リーさんによると、具体的には、世帯が仕事を辞めた後、桑畑はサトウキビ、トウモロコシ、キャッサバなどの他の作物に置き換えられたという。近年、これらの代替作物畑で病気が発生したため、人々は農薬散布を余儀なくされた。その結果、農薬が風に乗って桑畑を吹き抜け、蚕の餌として桑の葉を摘んだ後に大量死する事態に至ったという。
「蚕にとって桑の葉は唯一の餌であり、他に補助的な餌はありません。蚕にとって桑の葉は栄養分が豊富で、濃い緑色の葉と豊富な樹液を必要とします。葉は適切な時期に摘み取られ、完全に清潔でなければなりません。2023年、桑の葉が農薬に汚染されていましたが、家族はそれを知らずに蚕の餌として摘み取ったところ、わずか数日で蚕が感染し、多くの蚕が死にました。繭を織ることができず、収穫全体が完全に失われたと考えられました…」と李さんは語りました。
リーさんや、今もこの職業を続けている残りの世帯の願いは、地域が桑の栽培に適した砂質土壌で、他の作物から一定の距離を置いた、桑の栽培専用の地域を計画し、人々が安心して桑を栽培し、この伝統的な職業を維持できるようにすることです。
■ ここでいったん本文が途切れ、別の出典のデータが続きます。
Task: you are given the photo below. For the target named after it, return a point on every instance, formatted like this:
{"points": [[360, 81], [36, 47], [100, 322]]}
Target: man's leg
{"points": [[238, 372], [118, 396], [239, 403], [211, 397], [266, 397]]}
協議の結果、ギアドン村当局は「この地域は、桑の栽培と養蚕を営む唯一の地域であることを非常に誇りに思っています。ギアドンの絹の品質は長年にわたり市場で認められています」と述べた。
しかし、現在に至るまで、この伝統的な職業は徐々に衰退の一途を辿っています。2020年以前は村全体で約100世帯がこの職業に従事していましたが、2024年の最新統計によると、現在はわずか19世帯にまで減少し、桑の栽培面積も20ヘクタール以上から50%以上に減少しています。この状況の主な原因は、市場価格の変動、労働者の収入減少に加え、地元の若者の多くが海外へ出稼ぎに出ているため、この職業を維持することが困難になっていることです。
桑の栽培地を分け、害虫や農薬の影響を最小限に抑えることに対する懸念について、地元では今後、この伝統的な職業が徐々に消滅することがないよう、適切な計画を研究・策定していきます。